Structures inside living cells are often built from numerous copies of one protein. Like a brick wall made from many individual bricks, an oligomer can have size and strength unattainable by individual proteins. For example, during bacterial growth and division, a cell is pinched into two daughter cells by the action of a protein called FtsZ, many copies of which assemble into a ring that can constrict. In another example, when cells are stressed they respond by halting cellular activity. To do this they create a "mesh" of protein from many copies of TIA-1, which stalls protein synthesis by trapping mRNA in the "mesh". Oligomeric structures can be exquisitely sensitive to events in the cell, much more than an individual protein could be, as illustrated by the classic example of oligomeric hemoglobin which is much more sensitive to oxygen than a single hemoglobin protein. Although oligomeric structures are crucially important, little is known about how the protein molecules pack together to form the larger structures. It is expected that knowledge of the oligomeric structures gained through this project will enhance our understanding of the biological role of these proteins in the cell. This project will have broad impact through mentorship, teaching and outreach. The investigator has a strong record of mentoring women in science and these efforts will continue. Research activities will be showcased through outreach activities for middle and high school students.

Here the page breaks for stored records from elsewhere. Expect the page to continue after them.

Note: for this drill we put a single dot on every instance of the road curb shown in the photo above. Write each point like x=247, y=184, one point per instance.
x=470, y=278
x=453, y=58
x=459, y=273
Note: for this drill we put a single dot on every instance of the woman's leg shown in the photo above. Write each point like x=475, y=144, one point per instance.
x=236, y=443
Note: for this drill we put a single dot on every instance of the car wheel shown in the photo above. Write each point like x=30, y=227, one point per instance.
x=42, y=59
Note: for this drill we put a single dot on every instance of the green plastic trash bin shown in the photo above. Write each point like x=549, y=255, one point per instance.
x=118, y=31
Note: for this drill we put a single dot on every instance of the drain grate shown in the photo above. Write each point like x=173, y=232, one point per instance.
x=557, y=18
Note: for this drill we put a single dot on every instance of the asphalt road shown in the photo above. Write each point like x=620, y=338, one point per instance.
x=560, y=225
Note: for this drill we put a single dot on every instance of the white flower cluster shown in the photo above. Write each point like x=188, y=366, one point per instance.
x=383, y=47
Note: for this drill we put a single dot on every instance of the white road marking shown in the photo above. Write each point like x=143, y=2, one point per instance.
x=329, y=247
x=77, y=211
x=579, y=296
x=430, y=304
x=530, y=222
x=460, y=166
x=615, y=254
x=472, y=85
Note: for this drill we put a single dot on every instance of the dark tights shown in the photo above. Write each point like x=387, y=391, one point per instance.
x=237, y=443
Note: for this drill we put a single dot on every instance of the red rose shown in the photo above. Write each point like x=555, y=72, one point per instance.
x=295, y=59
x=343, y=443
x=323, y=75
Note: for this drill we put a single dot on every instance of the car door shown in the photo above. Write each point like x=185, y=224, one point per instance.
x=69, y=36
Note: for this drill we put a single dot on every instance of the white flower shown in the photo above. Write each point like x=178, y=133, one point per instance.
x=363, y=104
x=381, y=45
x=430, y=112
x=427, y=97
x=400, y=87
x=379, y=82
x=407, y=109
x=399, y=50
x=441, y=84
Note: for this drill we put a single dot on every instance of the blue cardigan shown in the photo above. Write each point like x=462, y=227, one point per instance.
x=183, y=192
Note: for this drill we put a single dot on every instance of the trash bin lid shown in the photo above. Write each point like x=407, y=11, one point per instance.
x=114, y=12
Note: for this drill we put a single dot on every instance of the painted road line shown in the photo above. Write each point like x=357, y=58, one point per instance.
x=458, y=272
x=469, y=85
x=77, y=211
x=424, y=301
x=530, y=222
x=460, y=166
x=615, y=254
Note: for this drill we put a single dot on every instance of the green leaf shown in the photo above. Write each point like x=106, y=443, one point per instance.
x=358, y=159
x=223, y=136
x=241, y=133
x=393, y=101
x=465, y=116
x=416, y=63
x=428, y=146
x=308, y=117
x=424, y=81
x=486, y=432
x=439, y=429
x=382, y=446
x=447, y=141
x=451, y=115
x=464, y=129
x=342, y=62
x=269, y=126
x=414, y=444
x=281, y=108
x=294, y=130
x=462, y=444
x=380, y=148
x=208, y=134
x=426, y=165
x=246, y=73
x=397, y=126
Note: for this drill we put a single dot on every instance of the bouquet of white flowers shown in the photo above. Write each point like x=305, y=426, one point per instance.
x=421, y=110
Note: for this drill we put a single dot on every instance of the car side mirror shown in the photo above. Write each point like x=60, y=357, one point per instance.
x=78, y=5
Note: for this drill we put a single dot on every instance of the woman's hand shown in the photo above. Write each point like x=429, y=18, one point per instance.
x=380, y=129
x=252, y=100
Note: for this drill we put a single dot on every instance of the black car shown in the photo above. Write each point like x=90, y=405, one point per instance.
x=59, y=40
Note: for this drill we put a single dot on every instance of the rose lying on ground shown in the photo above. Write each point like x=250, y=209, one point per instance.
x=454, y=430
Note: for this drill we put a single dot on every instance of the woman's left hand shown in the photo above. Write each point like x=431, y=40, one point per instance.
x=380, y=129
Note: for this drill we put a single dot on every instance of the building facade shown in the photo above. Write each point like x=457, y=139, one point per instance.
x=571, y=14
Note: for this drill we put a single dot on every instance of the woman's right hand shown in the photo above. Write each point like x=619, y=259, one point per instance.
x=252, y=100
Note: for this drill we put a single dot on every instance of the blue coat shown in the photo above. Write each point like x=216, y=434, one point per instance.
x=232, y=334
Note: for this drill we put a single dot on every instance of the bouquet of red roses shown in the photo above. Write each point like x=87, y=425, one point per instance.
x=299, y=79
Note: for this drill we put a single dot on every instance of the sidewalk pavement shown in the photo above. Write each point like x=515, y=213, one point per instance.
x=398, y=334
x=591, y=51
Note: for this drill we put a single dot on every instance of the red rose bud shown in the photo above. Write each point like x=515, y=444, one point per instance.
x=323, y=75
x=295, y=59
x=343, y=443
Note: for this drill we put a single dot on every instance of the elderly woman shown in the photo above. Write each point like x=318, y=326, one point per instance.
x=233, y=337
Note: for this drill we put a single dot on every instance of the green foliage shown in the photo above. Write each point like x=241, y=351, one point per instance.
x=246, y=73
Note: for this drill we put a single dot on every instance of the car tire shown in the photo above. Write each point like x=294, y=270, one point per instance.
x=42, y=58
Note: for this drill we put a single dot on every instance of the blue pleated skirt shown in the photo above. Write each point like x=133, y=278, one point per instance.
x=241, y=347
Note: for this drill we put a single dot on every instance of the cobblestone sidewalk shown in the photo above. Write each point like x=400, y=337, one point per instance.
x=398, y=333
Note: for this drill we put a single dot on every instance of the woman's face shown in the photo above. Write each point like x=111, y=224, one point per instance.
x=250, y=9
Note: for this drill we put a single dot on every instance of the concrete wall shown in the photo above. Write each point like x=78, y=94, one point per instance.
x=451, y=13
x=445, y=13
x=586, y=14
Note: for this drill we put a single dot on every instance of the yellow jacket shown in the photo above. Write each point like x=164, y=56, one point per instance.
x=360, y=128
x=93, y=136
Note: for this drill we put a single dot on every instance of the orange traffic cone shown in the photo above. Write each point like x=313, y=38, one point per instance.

Although our knowledge of protein structure has advanced considerably over the past 50 years, oligomeric proteins specifically have lagged behind, because they are difficult to study using traditional structural methods. This project pursues oligomeric structures through technical developments in solid state NMR, a promising new method that is well suited for determining structures of oligomeric proteins. In these studies, the signal strength is enhanced through the use of low temperatures and by transfer of signal from electron spin to nuclear spin, in a method called Dynamic Nuclear Polarization. Optimization of sample freezing protocols, and multidimensional detection schemes pursued in this project are expected to improve the low temperature linewidths and enable the process of determining structures. Although most studies will be carried out with in vitro samples, additional methods are developed for elucidating structures within living cells. The strategy for detection within the cell is to selectively enhance signals for the oligomeric protein of interest using a combination of selective isotopic enrichment and selective transfer of polarization from radicals tagged onto the protein of interest.
This award reflects NSF's statutory mission and has been deemed worthy of support through evaluation using the Foundation's intellectual merit and broader impacts review criteria.